Much is made of Liam Neeson taking on ex-military hard men roles and while he is good at them (if a little type-cast nowadays sadly) Denzel is rarely wheeled out for memes, despite very obviously having a particular set of skills of his own. There's something effortless about their very first reveal; a room full of tattooed Russians and a stopwatch end up leaving you in no doubt of Robert’s abilities despite his mild mannered appearance and light-hearted outlook. It’s the small details that set him apart though; the borderline obsessive compulsive neatness, the fastidious nature of his dietary advice, the palpable sense of disappointment on his face when he dispatches the gang way outside the time he estimated and the matter-of-fact manner he pulls off a Predator 2 moment fixing a wound in a bathroom lends a weight to the hero that you've seen a thousand other scripts struggle to nail. So many of his non-lethal interactions are so completely awkward; the switch, when it flips, is just so much more illuminating because of it. I’m also not entirely sure I remember seeing him blink, but that might be details.

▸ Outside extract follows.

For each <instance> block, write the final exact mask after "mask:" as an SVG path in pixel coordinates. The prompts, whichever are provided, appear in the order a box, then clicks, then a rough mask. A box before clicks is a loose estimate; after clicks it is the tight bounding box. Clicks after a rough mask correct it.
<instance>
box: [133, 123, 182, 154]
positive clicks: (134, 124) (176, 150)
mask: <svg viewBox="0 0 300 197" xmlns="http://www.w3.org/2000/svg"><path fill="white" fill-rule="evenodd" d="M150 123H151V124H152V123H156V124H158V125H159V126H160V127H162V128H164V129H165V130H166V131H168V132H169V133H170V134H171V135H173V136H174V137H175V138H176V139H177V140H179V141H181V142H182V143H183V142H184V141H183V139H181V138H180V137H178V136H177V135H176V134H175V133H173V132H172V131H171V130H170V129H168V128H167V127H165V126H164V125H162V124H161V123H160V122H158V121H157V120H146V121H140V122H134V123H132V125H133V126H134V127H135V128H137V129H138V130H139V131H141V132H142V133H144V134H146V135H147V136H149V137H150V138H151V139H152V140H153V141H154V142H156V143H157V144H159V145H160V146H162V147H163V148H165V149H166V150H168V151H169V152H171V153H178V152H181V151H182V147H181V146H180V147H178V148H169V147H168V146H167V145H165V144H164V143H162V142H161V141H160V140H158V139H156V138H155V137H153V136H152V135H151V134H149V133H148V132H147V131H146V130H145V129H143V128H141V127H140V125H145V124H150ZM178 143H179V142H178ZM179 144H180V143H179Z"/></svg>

All in all it's a great movie and I’m kicking myself for not getting round to it sooner. I can't speak to the accuracy of its translation from small 80s screen to big 2014 screen, but frankly I don't think you ought to care. It goes to show that you don’t have to dredge up parodic lines from your best movies in a horrendous turd or low-ball it with overly self-referential things like The Expendables in order to make a decent action movie in 2018. Don’t get me wrong; I'm all for a knowing nod here or there, but sometimes I just want to see a dude get offed with a corkscrew. I am only human after all.